Information Retrieval Evaluation Measures Based on Preference Graphs
MetadataShow full item record
Offline evaluation for web search has used mostly graded judgments to evaluate the performance of information retrieval systems. While graded judgments suffer several known problems, preference judgments simply judge one item over another, which avoids the problem of complex definition of relevance scores. Previous research about evaluation measures for preference judgments focuses on translating preferences into relevance scores applied in the traditional evaluation measures, or weighting and counting the number of agreements between actual ranking from users’ preferences and ideal ranking generated by systems. However, these measures lack clear theoretical foundations and their values have no obvious interpretation.

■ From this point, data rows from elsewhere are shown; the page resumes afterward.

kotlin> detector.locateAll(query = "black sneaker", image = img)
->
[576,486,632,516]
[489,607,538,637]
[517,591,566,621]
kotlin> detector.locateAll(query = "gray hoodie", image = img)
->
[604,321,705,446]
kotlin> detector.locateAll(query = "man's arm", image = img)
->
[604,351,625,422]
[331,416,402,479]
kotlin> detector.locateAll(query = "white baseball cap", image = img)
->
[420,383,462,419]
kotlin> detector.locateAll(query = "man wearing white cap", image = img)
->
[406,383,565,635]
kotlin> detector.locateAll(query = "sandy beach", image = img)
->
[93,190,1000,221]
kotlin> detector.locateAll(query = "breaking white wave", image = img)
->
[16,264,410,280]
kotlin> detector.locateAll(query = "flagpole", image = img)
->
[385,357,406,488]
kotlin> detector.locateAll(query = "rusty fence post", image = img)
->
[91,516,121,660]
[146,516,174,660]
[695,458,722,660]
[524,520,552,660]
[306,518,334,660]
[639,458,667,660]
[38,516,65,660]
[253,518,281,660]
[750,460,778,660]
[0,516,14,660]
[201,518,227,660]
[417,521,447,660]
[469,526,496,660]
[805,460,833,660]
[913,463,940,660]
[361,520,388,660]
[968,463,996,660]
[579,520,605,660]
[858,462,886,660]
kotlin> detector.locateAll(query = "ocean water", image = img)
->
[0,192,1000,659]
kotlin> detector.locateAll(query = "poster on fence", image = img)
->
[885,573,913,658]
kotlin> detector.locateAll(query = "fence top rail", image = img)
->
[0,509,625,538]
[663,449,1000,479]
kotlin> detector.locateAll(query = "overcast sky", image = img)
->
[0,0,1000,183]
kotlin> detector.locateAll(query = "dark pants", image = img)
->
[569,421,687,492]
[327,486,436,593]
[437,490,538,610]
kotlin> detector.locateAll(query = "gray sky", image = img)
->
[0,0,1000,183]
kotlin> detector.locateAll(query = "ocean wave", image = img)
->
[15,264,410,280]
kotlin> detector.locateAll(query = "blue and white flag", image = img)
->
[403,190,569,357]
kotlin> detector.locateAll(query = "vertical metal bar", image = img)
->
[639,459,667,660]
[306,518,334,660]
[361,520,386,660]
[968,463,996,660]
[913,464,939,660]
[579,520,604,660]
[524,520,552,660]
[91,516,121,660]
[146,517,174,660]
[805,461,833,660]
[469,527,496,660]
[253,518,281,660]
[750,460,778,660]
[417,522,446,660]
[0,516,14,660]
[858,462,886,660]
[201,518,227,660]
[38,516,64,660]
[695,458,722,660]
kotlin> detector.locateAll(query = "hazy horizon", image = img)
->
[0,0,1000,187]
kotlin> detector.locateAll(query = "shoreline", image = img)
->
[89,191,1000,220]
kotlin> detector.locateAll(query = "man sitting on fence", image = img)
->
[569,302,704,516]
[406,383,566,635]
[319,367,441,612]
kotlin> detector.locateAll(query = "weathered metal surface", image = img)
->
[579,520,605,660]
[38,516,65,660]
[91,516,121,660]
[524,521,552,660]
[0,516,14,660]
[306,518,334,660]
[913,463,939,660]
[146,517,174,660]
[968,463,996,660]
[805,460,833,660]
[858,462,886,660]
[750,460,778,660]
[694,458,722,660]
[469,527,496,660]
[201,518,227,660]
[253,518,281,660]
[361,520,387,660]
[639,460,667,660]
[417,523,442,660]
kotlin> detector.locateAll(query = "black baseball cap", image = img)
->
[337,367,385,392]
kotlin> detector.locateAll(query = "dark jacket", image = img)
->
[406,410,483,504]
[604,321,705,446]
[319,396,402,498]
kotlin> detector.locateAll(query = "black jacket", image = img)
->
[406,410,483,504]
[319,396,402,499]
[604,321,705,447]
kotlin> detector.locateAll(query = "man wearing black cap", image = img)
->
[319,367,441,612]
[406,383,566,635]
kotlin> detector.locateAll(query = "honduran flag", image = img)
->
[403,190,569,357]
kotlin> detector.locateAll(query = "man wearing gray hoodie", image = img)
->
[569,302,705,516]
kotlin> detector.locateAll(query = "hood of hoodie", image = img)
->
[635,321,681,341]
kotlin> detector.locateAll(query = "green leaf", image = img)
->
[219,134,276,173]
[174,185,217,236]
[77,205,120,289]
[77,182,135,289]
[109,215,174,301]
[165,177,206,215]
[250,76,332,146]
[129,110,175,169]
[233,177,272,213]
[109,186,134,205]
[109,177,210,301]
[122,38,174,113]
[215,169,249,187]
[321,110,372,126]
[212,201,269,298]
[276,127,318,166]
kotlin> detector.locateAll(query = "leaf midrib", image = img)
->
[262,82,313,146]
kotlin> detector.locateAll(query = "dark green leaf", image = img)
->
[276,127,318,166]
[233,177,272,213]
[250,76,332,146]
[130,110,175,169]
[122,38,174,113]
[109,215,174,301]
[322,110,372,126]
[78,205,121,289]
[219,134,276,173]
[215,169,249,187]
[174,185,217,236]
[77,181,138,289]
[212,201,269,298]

On the other hand, although preference judgments for general web search have been studied extensively, there is limited research on investigating preference judgments application for web image search. This thesis addresses exactly these questions, which proposes a preference-based evaluation measure to compute the maximum similarity between an actual ranking from users’ preferences and an ideal ranking generated by systems. Specifically, this measure constructs a directed multigraph and computes the ordering of vertices, which we call the ideal ranking, that has maximum similarity to actual ranking calculated by the rank similarity measure. This measure is able to take any arbitrary collection of preferences that might include the property of conflicts, redundancies, incompleteness, and diverse type results (documents or images). Our results show that Greedy PGC matches or exceeds the performance of evaluation measures proposed in previous research.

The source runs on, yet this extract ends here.